The algorithm processes each element exactly once and performs only constant-time operations during each iteration. No additional arrays, maps, or recursion are used, so the auxiliary space remains constant.

Test Cases

from typing import List

class Solution:
    def subsequenceCount(self, nums: List[int]) -> int:
        MOD = 10**9 + 7
        
        even_count = 1
        odd_count = 0
        
        for num in nums:
            if num % 2 == 0:
                even_count = (even_count * 2) % MOD
                odd_count = (odd_count * 2) % MOD
            else:
                total = (even_count + odd_count) % MOD
                even_count = total
                odd_count = total
        
        return odd_count

sol = Solution()

assert sol.subsequenceCount([1, 1, 1]) == 4  # all odd numbers
assert sol.subsequenceCount([1, 2, 2]) == 4  # one odd, two evens
assert sol.subsequenceCount([2, 4, 6]) == 0  # all even numbers
assert sol.subsequenceCount([1]) == 1        # single odd element
assert sol.subsequenceCount([2]) == 0        # single even element
assert sol.subsequenceCount([1, 3]) == 2     # two odd subsequences
assert sol.subsequenceCount([1, 2]) == 2     # odd subsequences double with even
assert sol.subsequenceCount([1, 1, 2]) == 4 # mixed parity
assert sol.subsequenceCount([5, 7, 9, 11]) == 8  # all odd values
assert sol.subsequenceCount([10**9] * 5) == 0    # large even values
Test Why
[1,1,1] Verifies repeated odd parity flips
[1,2,2] Verifies even numbers preserve parity
[2,4,6] Ensures no odd subsequences exist
[1] Smallest odd input
[2] Smallest even input
[1,3] Tests multiple odd elements
[1,2] Ensures even numbers double counts
[1,1,2] Mixed parity interaction
[5,7,9,11] Larger all-odd scenario
[10^9,10^9,10^9,10^9,10^9] Large even values, parity-only logic

Edge Cases

All Numbers Are Even

An array like [2, 4, 6, 8] is an important edge case because adding even numbers never changes parity. Every subsequence sum remains even, so the correct answer is 0.

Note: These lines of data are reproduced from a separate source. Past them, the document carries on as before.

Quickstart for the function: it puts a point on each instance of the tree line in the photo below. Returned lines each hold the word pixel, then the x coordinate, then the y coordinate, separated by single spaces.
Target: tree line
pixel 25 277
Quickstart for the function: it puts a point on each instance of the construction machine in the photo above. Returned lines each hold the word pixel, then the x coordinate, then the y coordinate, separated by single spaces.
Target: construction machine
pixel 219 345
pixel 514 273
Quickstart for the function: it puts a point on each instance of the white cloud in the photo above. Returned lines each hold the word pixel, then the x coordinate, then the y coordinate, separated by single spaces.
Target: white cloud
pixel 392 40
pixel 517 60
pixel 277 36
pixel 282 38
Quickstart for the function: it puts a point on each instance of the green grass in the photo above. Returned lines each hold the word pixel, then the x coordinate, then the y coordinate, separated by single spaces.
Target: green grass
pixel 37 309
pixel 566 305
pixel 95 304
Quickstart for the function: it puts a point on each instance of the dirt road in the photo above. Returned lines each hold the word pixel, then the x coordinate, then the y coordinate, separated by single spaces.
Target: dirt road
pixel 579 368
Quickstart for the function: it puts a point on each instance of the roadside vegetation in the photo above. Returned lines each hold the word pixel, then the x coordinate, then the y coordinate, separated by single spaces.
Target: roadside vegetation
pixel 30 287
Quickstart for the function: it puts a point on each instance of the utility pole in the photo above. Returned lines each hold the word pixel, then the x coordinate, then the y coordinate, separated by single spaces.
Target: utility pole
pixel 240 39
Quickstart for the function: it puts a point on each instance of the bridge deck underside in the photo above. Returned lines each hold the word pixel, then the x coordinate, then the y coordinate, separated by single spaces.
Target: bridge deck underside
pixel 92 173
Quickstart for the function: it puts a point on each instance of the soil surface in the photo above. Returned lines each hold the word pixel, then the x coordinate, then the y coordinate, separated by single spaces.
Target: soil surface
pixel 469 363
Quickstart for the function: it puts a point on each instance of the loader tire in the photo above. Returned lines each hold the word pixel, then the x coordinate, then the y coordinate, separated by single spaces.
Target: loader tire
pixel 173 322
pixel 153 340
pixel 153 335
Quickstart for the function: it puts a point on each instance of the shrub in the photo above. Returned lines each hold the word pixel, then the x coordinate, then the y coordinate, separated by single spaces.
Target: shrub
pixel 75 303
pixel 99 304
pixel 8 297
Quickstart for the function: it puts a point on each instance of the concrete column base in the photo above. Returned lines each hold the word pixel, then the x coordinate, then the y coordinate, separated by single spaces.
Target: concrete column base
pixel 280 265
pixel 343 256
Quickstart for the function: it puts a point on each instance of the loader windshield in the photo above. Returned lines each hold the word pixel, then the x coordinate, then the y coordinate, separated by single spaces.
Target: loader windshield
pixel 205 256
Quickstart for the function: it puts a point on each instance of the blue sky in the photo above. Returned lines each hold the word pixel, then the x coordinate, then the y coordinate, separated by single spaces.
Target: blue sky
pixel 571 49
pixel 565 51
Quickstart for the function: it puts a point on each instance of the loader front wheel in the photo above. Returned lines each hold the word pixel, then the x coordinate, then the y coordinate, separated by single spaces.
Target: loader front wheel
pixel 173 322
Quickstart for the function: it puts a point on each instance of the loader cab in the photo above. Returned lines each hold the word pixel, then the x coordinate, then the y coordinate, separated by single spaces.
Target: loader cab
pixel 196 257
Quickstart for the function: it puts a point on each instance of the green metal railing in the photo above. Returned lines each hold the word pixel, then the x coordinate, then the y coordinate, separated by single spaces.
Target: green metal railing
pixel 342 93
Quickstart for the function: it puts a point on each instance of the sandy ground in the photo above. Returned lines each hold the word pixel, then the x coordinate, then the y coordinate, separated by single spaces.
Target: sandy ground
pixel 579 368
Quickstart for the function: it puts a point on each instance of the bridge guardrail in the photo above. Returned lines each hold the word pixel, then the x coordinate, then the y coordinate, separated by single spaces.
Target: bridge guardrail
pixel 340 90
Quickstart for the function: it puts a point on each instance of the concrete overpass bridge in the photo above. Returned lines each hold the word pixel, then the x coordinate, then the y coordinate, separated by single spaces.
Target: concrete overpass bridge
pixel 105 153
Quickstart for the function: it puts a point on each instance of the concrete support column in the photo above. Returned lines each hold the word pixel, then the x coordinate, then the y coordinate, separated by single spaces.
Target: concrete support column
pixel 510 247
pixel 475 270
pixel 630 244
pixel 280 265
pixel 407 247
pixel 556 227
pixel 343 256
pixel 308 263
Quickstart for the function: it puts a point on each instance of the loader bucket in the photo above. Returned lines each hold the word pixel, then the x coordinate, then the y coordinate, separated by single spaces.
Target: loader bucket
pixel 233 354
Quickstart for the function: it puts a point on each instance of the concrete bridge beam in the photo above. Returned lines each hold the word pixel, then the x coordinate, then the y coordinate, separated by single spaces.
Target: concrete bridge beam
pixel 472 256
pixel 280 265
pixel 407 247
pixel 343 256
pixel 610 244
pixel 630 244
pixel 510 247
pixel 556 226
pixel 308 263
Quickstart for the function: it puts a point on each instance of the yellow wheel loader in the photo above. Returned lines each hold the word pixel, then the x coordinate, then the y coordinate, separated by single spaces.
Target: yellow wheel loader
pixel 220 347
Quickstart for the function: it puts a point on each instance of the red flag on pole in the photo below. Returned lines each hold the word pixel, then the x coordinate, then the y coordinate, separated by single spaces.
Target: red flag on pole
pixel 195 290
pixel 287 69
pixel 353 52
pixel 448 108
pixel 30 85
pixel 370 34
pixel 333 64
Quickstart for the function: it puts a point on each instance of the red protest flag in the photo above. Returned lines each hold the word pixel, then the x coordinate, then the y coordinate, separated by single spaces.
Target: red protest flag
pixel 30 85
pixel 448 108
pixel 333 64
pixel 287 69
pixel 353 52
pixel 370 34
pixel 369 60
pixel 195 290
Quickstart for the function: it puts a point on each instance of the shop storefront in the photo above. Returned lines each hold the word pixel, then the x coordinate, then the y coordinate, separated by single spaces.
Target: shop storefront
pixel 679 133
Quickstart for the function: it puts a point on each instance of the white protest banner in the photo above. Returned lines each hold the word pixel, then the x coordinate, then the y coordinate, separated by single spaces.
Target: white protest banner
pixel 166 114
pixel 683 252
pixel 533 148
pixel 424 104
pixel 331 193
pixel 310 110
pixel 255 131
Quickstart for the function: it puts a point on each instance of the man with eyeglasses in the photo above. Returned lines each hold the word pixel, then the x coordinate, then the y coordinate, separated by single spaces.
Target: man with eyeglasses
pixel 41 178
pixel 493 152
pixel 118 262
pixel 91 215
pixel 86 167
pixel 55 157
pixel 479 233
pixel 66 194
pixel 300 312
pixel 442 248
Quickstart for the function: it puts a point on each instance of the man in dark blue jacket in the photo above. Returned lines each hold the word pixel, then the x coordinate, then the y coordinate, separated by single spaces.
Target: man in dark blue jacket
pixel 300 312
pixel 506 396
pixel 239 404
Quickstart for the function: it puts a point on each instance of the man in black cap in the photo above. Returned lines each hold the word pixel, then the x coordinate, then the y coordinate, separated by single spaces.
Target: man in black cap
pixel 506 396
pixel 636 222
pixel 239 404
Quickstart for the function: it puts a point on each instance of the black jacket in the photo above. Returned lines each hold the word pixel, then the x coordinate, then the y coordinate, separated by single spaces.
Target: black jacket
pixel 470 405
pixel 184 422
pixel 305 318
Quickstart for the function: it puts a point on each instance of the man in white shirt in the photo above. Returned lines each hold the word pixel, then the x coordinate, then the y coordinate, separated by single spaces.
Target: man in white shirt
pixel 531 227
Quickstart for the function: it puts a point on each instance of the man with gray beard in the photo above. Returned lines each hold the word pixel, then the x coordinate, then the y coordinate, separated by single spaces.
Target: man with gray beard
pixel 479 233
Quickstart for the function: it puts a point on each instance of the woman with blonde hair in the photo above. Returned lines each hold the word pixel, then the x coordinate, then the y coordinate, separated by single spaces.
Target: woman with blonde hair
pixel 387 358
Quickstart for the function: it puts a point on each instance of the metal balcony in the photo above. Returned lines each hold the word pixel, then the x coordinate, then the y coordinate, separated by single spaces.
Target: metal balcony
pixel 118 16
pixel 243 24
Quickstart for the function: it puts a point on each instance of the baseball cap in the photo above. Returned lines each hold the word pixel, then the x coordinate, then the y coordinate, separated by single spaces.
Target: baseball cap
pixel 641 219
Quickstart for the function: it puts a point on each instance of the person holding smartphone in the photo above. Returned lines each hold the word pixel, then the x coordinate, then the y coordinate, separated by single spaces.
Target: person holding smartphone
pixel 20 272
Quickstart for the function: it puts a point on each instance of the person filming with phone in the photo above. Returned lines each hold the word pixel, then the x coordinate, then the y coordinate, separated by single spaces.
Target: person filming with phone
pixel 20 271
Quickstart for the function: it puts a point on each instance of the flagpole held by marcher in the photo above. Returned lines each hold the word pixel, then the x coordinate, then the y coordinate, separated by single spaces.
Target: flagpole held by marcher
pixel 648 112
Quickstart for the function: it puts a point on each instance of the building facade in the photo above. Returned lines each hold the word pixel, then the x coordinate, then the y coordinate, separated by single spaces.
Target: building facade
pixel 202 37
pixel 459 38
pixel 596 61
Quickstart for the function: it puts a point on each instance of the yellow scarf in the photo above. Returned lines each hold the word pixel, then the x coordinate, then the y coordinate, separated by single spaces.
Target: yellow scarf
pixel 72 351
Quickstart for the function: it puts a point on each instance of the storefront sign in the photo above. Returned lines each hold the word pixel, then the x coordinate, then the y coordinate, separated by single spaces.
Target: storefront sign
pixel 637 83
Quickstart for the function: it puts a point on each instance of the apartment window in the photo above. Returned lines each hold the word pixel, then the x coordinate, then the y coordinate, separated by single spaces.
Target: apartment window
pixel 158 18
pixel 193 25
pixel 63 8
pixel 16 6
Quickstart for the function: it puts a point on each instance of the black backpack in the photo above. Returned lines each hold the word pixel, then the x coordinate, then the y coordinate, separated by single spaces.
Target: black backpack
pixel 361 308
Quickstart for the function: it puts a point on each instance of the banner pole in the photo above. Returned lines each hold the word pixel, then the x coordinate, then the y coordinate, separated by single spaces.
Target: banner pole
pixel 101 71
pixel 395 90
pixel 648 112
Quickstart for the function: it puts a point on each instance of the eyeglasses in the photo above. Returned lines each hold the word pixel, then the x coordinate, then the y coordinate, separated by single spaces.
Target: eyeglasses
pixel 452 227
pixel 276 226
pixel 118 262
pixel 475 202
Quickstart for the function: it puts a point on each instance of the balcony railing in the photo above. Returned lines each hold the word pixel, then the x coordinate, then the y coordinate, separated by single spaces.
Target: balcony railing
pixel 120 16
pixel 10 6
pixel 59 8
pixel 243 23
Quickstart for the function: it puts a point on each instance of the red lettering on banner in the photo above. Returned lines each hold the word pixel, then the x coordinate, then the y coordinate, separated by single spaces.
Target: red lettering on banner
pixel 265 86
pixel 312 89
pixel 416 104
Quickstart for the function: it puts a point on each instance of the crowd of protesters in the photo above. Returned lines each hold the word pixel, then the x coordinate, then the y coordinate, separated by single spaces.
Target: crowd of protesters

A buggy implementation might accidentally count the empty subsequence or mishandle parity transitions. This solution correctly keeps odd_count at zero throughout processing.

Single Element Arrays

Arrays of length one are common sources of off-by-one errors.

For [1], the only non-empty subsequence is odd, so the answer is 1.

For [2], the only non-empty subsequence is even, so the answer is 0.

The initialization with even_count = 1 correctly represents the empty subsequence and allows these minimal cases to work naturally.

Large Inputs

The constraint allows up to 10^5 elements, meaning the number of subsequences grows astronomically large.

Without modulo operations, integer overflow would occur quickly. The implementation applies modulo arithmetic after every update, ensuring correctness even for massive inputs.

The linear runtime also guarantees the solution remains efficient at maximum input size.